For several years, the desirability of directing the carbonic anhydrase inhibitor to only the desired ocular target tissue has been recognised. Because carbonic anhydrase inhibitors have a profound effect in altering basic physiological processes, the avoidance of a systemic route of administration serves to diminish, if not entirely eliminate, those side effects caused by inhibition of carbonic anhydrase such as metabolic acidosis, vomiting, numbness, tingling, general malaise and the like.
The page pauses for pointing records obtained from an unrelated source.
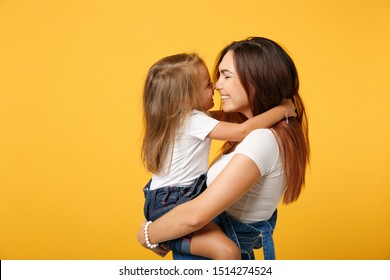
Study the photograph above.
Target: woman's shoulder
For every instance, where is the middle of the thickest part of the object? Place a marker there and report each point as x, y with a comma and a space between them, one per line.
259, 139
260, 134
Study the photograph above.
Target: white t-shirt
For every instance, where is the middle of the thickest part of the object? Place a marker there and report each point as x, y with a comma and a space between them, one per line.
190, 153
261, 200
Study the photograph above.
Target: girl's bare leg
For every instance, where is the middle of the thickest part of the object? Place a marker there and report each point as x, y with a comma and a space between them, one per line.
211, 242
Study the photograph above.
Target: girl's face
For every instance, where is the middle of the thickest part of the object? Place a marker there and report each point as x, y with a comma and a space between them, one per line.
205, 88
233, 94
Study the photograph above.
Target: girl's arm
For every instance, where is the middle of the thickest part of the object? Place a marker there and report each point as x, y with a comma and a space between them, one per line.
236, 132
231, 184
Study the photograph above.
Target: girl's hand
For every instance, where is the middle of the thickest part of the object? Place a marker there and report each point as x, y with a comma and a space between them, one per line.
289, 107
161, 251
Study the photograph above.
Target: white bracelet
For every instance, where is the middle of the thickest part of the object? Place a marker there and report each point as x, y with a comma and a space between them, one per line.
151, 246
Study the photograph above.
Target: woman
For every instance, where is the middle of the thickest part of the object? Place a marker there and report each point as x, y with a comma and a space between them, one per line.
250, 177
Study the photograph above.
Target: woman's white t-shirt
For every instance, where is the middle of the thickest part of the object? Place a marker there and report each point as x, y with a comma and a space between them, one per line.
259, 203
190, 153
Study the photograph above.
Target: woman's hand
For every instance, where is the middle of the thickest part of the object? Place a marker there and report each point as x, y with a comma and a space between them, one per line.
161, 251
289, 107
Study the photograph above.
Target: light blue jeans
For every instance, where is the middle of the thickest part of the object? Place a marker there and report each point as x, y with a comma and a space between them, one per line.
247, 236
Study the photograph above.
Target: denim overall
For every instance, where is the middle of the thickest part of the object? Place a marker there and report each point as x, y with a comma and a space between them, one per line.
162, 200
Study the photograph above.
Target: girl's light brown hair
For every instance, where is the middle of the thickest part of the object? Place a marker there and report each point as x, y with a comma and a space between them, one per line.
169, 96
268, 74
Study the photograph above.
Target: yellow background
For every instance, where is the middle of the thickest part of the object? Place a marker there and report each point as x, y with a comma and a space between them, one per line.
71, 75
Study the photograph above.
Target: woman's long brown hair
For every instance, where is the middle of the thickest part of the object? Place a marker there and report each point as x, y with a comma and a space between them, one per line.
268, 74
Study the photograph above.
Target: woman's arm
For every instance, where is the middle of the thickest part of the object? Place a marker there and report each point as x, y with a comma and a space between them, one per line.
236, 132
230, 185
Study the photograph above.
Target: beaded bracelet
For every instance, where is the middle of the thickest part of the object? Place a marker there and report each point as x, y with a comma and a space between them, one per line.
151, 246
286, 115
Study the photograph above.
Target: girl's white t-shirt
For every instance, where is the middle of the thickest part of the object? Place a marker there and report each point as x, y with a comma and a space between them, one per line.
259, 203
190, 153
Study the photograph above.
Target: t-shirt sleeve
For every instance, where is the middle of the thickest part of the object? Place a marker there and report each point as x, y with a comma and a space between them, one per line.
200, 124
260, 146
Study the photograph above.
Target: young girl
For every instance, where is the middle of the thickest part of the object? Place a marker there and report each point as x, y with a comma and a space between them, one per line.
177, 94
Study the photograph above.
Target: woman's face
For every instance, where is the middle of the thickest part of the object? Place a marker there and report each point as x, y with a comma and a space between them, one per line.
234, 97
205, 88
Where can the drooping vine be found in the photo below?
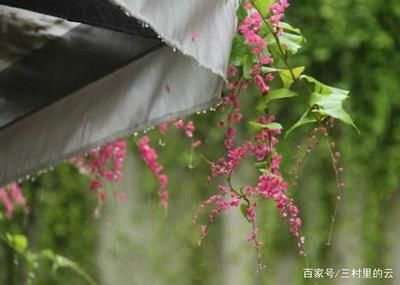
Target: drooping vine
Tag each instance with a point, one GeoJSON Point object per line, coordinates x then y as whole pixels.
{"type": "Point", "coordinates": [261, 57]}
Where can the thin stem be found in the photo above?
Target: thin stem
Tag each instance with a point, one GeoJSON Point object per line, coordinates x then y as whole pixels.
{"type": "Point", "coordinates": [294, 78]}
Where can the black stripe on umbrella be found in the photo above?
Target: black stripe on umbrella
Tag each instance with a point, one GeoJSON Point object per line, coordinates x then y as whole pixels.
{"type": "Point", "coordinates": [68, 63]}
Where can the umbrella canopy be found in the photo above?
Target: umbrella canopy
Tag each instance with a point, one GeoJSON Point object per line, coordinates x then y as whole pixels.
{"type": "Point", "coordinates": [75, 74]}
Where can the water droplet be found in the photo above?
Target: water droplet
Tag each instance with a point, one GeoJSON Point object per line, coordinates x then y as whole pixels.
{"type": "Point", "coordinates": [97, 213]}
{"type": "Point", "coordinates": [161, 143]}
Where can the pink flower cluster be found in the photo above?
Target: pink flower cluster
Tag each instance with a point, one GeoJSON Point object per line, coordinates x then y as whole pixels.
{"type": "Point", "coordinates": [250, 28]}
{"type": "Point", "coordinates": [102, 164]}
{"type": "Point", "coordinates": [270, 185]}
{"type": "Point", "coordinates": [278, 13]}
{"type": "Point", "coordinates": [150, 157]}
{"type": "Point", "coordinates": [11, 196]}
Recently, a topically effective carbonic anhydrase inhibitor has become available for clinical use. (S,S)-(-)-5,6-Dihydro-4-ethylamino-6-methyl-4H-thieno[2,3-b]thiopyran-2-su lfonamide-7,7-dioxide hydrochloride (dorzolamide HCl; MK507) is the active ingredient in TRUSOPT.TM. which is prescribed for the treatment of elevated intraocular pressure in ocular hypertension, open-angle glaucoma and pseudo-exfoliative glaucoma. TRUSOPT.TM. Ophthalmic Solution is applied as an isotonic, buffered, slightly viscous, aqueous solution of dorzolamide HCl. Each ml of TRUSOPT.TM. 2% contains 20 mg dorzolamide (22.3 mg dorzolamide HCl). When used as monotherapy, the dose is one drop of TRUSOPT.TM. Ophthalmic Solution in the conjunctival sac of each affected eye three times daily.
The activity of dorzolamide HCl and of other topical carbonic anhydrase inhibitors currently under development wanes 6 to 8 hours post-dose, meaning that as single agents these carbonic anhydrase inhibitors must be administered at least three times a day to maintain the desired lowering of intraocular pressure. The composition of the present invention maintains the desired lowering of intraocular pressure for a full twelve hours. Because of this increased duration of action, the composition disclosed herein is effective when administered only twice a day. Patient compliance is anticipated to be greater with twice a day administration than with three times a day administration.
Grove et al, S.T.P. Pharma Sciences, 2(1), 76-80 (1992) describe the effects of hypotonicity upon a hydroxyethyl cellulose (HEC) solution of the topical carbonic anhydrase inhibitor, 5-(3-dimethylaminoethyl-4-hydroxyphenylsulfonyl)thiophene-2-sulfonamide hydrochloride.
International (PCI) Publication No. WO 94/27578 describes drug delivery compositions comprising a liquid hypotonic solution of at least one hydrophilic polymer of the type which undergoes liquid-gel phase transition gelling in situ in contact with a physiological solution, and a pharmaceutically active compound.
U.S. Pat. No. 4,136,173 (Pramoda et al) published Jan. 23, 1979 describes ophthalmic compositions containing xanthan gum and locust bean gum which are pH sensitive and which gel upon instillation.
U.S. Pat. No. 4,136,177 (Lin et al) published Jan. 23, 1979 describes ophthalmic compositions comprising an ophthalmic drug and xanthan gum.
U.S. Pat. No. 4,136,178 (Lin et al) published Jan. 23, 1979 describes ophthalmic compositions comprising an ophthalmic agent and locust bean gum.
European Patent Specification No. 0 507 224-A describes combinations of gelling polysaccharides and finely divided drug carrier substrates in topical ophthalmic compositions which are adminstrable as a drop and which gel upon instillation.
U.S. Pat. No. 5,318,780 (Viegas et al) published Jun. 7, 1994 also relates to uses of in situ formed gels, in which compositions are prepared combining a film-forming water soluble polymer and an ionic polysaccharide, and optionally a latent counter-ion to gel the polysaccharide upon release of the counter ion.